Pour alimenter et réaliser l’évaluation de son SCoT, le Pays Avallonnais s’est donc récemment lancé dans la mise à jour des données sur la consommation d’espaces de son territoire. Mais concrètement, quelle est la méthode employée ?

  1. Définir ce qu’on appelle une « consommation d’espace » : il y a consommation d’espaces quand un ENAF fait l’objet d’un changement d’usage et/ou de couverture du sol à destination d’un secteur résidentiel, d’équipement public ou d’activité économique ou agricole. Par exemple, un jardin d’une habitation qui s’étend sur un espace où il était auparavant effectué une culture céréalière est considéré comme consommateur d’ENAF. En effet, cet espace n’est plus utilisé pour produire une source alimentaire et est donc compté dans la consommation d’espaces.
  2. Observer l’évolution dans le temps : pour étudier la consommation d’espaces, le Pays Avallonnais a donc réalisé cette analyse sur la période de 2002 à 2023, soit un pas de temps de 21 ans.
  3. Comparer l’évolution dans le temps : le repérage des surfaces consommées a été effectué par photo-comparaison, en utilisant les images de l’IGN (Institut national de l’information géographique) de 2002, 2007, 2011, 2014, 2018, 2020, 2023 (dates de campagnes disponibles au moment de l’élaboration de cette analyse).
  4. Classer les types de consommation : tous les ENAF consommés ont été identifiés et délimités dans un Système d’Information Géographique (SIG) en distinguant plusieurs types de consommation via la nomenclature suivante : habitat, activité économique, équipements, activité agricole, infrastructures.
  5. Recouper les informations : pour assurer une meilleure fiabilité, cette analyse est également couplée avec d’autres sources, notamment le RPG[2] de la PAC, la BD TOPO[3] de l’IGN ou encore Google Street View.

Quels enseignements pour le territoire ?

L’analyse de cette consommation d’espaces montre que sur ces dix dernières années (2014 à 2024), les espaces agricoles sont les plus consommés sur le Pays Avallonnais. Ils représentent en effet 76,4 % des espaces consommés, soit 145,61 ha sur de 190,54 ha d’ENAF.  Par ailleurs, le secteur des équipements (notamment les énergies renouvelables), est le premier poste consommateur d’ENAF, avec une consommation totale de 44,23 ha soit 23,2 % de la consommation totale ; ce dernier est d’ailleurs le seul qui ne diminue pas depuis 10 ans. Le secteur agricole, quant à lui, tient la deuxième place sur le podium en consommant 22,3 %, soit 42,55 ha, de la consommation totale.
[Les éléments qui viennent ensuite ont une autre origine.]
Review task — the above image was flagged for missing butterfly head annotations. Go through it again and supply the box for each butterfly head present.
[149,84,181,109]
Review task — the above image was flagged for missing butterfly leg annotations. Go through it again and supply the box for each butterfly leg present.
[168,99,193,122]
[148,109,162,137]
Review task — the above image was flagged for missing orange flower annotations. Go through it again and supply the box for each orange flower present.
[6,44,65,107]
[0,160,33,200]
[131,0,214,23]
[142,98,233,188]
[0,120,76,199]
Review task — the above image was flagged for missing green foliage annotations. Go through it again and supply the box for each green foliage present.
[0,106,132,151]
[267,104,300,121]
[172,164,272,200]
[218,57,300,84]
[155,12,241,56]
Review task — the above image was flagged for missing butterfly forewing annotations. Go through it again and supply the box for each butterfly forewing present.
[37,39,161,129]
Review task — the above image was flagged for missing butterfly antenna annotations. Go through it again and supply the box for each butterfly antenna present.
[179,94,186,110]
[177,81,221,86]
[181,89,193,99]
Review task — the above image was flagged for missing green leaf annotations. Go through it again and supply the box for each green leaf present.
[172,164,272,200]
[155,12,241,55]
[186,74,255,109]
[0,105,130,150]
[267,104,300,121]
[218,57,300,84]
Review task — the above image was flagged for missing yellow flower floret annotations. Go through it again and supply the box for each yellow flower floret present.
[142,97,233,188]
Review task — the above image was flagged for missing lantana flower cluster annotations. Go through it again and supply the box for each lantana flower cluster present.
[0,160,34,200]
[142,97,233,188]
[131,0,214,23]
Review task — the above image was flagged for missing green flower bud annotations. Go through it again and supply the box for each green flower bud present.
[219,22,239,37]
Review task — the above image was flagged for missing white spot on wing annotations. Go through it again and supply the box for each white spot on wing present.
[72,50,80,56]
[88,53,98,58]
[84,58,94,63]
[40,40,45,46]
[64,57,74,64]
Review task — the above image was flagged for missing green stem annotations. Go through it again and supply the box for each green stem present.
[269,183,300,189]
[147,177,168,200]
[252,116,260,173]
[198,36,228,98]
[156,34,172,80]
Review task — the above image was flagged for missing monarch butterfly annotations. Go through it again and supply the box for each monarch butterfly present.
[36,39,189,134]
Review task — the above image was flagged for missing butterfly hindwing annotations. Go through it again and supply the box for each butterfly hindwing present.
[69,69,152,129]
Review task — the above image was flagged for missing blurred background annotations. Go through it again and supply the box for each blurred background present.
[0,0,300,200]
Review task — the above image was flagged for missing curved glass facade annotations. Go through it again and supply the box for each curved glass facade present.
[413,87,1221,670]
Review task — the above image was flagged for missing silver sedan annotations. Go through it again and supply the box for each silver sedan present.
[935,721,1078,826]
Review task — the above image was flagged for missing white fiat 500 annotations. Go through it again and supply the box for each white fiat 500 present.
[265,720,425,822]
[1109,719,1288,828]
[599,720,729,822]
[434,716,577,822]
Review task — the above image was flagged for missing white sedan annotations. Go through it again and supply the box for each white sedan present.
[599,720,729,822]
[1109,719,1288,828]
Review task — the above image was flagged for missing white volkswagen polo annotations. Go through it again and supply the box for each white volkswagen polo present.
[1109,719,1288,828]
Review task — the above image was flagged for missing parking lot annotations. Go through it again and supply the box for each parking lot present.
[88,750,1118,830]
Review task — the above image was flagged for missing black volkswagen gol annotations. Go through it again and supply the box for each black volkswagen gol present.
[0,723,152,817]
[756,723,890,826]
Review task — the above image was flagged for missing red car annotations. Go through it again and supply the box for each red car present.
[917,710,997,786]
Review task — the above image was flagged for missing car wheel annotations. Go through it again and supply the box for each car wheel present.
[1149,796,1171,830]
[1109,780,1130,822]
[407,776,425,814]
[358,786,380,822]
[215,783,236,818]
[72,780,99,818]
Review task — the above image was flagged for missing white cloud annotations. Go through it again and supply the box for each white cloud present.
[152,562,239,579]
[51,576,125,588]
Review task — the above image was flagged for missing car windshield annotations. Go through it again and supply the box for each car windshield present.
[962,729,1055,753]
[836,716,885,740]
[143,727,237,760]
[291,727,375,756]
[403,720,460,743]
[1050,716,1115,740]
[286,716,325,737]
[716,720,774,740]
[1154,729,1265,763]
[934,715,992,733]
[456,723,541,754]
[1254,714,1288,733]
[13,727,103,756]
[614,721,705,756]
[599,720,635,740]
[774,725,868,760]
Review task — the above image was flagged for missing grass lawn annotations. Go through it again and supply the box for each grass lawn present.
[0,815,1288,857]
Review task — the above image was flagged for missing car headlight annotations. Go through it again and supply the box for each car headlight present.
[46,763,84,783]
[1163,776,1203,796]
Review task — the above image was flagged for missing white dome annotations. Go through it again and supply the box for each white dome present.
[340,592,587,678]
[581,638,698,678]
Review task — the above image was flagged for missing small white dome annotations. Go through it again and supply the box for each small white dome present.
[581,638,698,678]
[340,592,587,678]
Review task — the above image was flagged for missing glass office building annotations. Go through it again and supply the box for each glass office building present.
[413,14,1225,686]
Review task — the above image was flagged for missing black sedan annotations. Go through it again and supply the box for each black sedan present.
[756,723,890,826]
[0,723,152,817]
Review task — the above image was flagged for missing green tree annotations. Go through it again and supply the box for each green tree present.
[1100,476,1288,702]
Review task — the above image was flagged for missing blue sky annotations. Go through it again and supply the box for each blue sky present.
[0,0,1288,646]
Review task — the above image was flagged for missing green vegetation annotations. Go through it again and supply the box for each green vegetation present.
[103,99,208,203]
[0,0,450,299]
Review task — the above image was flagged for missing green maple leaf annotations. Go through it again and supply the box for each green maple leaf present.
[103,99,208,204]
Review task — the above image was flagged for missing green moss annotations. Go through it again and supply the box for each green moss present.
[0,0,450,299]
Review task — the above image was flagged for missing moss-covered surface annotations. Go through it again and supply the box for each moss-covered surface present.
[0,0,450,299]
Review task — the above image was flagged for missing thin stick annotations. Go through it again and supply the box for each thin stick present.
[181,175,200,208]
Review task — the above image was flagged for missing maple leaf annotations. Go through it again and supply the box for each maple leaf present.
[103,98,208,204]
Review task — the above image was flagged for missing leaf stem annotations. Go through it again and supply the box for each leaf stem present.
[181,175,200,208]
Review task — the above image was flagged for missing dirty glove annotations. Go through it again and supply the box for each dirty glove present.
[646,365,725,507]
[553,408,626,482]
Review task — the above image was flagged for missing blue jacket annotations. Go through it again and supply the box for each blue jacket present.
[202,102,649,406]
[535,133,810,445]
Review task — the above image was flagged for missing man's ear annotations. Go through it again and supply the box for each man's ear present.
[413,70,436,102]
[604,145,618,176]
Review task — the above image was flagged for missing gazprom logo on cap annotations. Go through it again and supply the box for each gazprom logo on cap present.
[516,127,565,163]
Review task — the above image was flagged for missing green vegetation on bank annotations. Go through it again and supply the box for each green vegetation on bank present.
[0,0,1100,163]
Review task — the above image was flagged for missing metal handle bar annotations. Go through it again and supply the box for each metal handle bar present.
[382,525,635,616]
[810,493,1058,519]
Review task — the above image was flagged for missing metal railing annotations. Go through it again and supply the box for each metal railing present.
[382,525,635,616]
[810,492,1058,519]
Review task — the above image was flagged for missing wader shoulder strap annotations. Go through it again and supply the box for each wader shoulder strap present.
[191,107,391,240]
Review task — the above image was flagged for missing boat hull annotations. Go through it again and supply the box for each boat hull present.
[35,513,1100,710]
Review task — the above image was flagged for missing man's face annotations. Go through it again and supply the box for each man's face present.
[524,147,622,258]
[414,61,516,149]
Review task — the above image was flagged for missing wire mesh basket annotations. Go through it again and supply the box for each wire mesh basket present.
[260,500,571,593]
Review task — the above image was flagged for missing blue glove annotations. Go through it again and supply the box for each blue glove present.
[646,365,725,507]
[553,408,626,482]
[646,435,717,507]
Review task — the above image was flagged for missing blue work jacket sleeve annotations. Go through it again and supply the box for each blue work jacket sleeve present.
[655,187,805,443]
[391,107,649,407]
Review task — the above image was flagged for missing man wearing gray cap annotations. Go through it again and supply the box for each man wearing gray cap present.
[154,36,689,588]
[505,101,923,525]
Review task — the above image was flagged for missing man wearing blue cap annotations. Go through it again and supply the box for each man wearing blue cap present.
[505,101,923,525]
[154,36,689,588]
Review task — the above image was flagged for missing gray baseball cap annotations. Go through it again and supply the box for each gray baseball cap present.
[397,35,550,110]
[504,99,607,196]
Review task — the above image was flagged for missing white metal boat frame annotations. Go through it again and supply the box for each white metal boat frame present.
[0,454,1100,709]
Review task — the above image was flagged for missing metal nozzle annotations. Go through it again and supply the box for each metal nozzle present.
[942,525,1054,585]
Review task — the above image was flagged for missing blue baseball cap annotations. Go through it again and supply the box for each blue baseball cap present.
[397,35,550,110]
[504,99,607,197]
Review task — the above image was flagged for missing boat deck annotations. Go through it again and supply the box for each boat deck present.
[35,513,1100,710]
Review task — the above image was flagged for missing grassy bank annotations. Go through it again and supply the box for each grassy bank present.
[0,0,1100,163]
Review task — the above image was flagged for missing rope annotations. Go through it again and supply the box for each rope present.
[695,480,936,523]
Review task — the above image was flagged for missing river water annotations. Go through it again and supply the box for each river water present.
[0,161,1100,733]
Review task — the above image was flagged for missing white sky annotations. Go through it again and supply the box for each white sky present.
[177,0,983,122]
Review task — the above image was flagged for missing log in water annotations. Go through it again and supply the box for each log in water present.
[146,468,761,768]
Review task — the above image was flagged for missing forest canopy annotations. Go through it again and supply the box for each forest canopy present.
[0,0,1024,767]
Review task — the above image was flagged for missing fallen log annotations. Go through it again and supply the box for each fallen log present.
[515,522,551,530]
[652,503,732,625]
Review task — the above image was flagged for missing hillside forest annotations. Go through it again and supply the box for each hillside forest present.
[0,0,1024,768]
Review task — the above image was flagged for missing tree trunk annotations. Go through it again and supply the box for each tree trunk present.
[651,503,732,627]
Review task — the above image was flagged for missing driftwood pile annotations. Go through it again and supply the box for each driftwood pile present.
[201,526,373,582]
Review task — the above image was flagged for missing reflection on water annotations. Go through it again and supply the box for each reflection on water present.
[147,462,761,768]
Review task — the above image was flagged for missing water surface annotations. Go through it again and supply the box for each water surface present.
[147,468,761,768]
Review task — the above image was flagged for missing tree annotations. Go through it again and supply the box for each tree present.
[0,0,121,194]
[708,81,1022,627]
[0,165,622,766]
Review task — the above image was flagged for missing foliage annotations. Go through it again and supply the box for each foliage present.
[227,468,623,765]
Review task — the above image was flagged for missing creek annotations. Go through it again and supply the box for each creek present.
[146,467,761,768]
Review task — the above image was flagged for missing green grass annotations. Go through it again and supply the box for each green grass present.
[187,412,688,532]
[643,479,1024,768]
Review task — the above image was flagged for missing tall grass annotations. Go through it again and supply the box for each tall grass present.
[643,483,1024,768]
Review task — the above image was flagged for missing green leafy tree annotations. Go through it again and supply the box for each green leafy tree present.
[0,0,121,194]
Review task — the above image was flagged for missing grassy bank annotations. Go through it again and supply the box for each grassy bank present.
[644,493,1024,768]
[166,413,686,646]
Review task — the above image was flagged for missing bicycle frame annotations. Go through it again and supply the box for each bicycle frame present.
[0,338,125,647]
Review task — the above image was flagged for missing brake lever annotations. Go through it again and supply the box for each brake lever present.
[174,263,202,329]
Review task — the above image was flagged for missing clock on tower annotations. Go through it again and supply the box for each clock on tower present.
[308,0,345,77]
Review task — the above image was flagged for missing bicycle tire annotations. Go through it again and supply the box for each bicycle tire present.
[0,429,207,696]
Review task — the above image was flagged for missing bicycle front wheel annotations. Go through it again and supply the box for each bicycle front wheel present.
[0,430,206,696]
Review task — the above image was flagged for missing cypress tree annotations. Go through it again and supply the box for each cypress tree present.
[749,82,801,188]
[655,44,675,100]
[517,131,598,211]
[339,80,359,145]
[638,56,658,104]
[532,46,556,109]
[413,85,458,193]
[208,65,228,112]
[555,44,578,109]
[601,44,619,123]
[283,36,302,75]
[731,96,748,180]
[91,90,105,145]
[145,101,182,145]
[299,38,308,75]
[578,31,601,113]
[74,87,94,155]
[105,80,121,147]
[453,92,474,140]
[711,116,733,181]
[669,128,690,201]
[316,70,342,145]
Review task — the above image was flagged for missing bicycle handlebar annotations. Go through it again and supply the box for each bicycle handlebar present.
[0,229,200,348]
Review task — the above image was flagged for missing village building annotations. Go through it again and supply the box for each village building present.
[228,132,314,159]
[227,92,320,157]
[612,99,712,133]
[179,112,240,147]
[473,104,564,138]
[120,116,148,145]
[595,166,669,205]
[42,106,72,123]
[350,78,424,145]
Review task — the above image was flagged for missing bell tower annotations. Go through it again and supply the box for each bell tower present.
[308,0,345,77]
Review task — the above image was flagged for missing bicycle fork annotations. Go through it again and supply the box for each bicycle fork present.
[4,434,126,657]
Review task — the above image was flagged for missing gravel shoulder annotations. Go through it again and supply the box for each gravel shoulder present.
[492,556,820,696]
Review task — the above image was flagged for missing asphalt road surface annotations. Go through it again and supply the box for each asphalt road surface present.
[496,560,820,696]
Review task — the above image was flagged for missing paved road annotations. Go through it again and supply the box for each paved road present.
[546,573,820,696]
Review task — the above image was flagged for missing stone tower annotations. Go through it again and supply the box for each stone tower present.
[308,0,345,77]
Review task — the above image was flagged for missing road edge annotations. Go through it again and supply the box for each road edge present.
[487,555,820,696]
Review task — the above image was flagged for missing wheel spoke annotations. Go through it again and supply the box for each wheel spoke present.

Suivent ensuite l’habitat (20,8 %), l’activité économique (17,6 %) et, enfin, les carrières et chantiers (16 %).

Bien qu’essentielles à notre alimentation et notre souveraineté alimentaire, les terres agricoles restent la première victime de la consommation d’espace. Il est donc nécessaire, désormais, de réinterroger nos modèles d’aménagement : comment développer notre territoire en évitant de consommer des terres agricoles ? Comment concilier indépendance énergétique et autonomie alimentaire ? Peut-on durablement faire peser sur nos terres agricoles le poids de la croissance démographique et économique du territoire ?


[1] PLANIF TERRITOIRES, « Imaginons ensemble nos territoires de demain », le 2 août 2023

[2] Le RPG (Relevé Parcellaire Graphique) est une base de données géographique qui recense les parcelles agricoles en France. Elle contient des informations sur les parcelles agricoles, y compris leur  localisation, leur superficie, leur usage (type de culture, prairie, etc.). Les données sont mises à jour annuellement par les agriculteurs eux-mêmes, qui déclarent leurs parcelles et leurs cultures dans le cadre des demandes de subventions de la PAC.

[3] La BD TOPO (Bases de Données Topographiques) est un ensemble d’informations géographiques sur divers éléments du paysage , tels que les routes, les bâtiments, les cours d’eau, les forêts, les zones urbaines, les reliefs, etc. Les données sont très précises et mises à jour régulièrement pour refléter les changements du territoire.